Grammar as a wine metaphor - it's about as exciting as drinking in an English textbook. We'd hate to think what comparisons either dangling participles or colons would prompt.

"A rose as regal as a pair of Manolo Blahnik shoes ..."

Fashion don'ts are as bad as wine don'ts. "Wine should not taste like shoes to begin with," a friend said recently. The same goes for fashion analogies of any sort. Image what kind of wine would conjure comparisons with high waters and pocket protectors. Then again, don't.

"This reminds me of Band Aids ..."

That comment was actually made during the judging of a wine competition. You better believe that particular wine went home empty-handed. Who wants to drink something medicinal in the first place, much less something that conveys the unmistakable odor that the plastic and adhesive in bandages conveys?

"It tastes like a kitty litter box ..."

When I tasted my first sauvignon blanc, I thought something was wrong with the glass.

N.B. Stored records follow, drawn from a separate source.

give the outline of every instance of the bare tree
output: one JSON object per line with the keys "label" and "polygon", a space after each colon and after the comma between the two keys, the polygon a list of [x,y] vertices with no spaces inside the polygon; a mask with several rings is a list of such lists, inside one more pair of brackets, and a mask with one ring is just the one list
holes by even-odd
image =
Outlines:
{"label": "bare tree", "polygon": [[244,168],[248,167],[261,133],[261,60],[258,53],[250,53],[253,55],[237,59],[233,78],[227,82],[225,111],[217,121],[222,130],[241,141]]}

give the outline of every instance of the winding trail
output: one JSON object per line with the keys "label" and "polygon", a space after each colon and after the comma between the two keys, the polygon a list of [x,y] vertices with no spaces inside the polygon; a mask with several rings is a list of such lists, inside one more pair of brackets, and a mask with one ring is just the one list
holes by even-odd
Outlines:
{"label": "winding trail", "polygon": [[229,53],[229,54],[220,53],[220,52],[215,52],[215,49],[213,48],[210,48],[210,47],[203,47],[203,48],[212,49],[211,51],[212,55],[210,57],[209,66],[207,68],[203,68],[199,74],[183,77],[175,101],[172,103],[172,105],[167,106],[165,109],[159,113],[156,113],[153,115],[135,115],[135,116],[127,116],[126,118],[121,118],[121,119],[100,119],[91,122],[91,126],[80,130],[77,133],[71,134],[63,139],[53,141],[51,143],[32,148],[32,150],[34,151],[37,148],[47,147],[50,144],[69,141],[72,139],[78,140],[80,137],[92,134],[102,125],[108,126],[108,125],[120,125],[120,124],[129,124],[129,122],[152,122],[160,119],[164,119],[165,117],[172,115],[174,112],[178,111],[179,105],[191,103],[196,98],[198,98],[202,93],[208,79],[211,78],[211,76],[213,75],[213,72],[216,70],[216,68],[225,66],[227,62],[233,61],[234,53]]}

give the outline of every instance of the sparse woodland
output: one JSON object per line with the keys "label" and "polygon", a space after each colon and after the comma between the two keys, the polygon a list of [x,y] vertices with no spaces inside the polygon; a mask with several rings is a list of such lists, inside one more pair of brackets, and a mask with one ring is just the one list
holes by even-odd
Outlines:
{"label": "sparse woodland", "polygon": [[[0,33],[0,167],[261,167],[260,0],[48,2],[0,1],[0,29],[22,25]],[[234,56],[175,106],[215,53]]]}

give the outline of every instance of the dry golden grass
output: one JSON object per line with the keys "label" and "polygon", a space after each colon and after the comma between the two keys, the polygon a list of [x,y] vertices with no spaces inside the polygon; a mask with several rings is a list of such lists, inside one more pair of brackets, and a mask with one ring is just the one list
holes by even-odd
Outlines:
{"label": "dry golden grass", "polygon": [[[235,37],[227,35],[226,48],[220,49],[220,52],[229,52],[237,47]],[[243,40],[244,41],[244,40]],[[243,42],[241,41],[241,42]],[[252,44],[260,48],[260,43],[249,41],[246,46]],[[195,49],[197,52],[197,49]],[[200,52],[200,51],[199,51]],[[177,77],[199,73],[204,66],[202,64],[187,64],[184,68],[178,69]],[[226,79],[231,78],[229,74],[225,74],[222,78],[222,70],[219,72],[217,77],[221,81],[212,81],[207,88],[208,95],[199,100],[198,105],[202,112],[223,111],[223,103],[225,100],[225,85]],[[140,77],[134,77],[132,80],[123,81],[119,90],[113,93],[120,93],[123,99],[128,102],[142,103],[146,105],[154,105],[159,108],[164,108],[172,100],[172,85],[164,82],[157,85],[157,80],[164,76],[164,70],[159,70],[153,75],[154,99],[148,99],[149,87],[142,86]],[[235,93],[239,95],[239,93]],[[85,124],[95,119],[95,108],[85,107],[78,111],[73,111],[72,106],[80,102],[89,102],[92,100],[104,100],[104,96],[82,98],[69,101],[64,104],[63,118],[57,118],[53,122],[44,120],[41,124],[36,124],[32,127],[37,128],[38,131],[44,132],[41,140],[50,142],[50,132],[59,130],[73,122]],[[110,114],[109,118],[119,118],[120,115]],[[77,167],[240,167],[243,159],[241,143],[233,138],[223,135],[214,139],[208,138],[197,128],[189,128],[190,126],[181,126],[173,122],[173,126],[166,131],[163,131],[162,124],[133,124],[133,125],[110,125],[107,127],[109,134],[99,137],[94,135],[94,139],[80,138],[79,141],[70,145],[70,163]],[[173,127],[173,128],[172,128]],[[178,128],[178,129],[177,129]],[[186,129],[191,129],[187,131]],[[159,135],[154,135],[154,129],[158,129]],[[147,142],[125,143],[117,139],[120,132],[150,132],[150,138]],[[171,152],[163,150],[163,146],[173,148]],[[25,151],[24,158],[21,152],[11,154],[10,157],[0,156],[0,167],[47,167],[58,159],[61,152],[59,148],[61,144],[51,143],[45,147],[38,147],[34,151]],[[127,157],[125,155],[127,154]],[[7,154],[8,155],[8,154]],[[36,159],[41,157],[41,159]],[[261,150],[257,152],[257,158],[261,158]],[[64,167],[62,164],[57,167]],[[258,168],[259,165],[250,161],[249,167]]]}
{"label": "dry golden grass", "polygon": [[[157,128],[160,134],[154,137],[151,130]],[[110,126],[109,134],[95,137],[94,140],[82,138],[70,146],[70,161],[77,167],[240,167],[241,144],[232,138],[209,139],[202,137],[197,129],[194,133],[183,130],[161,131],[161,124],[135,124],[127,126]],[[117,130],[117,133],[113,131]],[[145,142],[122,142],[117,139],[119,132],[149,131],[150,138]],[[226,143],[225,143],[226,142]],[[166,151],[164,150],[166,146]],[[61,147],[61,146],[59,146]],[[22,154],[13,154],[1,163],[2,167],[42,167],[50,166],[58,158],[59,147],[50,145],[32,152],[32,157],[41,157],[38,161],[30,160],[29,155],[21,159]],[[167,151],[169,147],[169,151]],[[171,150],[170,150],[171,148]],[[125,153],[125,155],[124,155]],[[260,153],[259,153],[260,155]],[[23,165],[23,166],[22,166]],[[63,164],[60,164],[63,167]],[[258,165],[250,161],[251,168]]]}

I was told that the smell, which reminded me of my cat after he drank too much water, was highly desirable. It wasn't, apparently, as new trellising techniques have changed the character of sauvignon blanc considerably for the better.

So why do we do this? MacNeil offers an answer using an analogy non-exercisers would hate: "A complex wine almost defies you to describe it. Yet just as the pain of a sore muscle feels good after exercise, the frustratingly undefinable nature of a complex wine heightens its gratification." And gratification is why we drink wine, isn't it?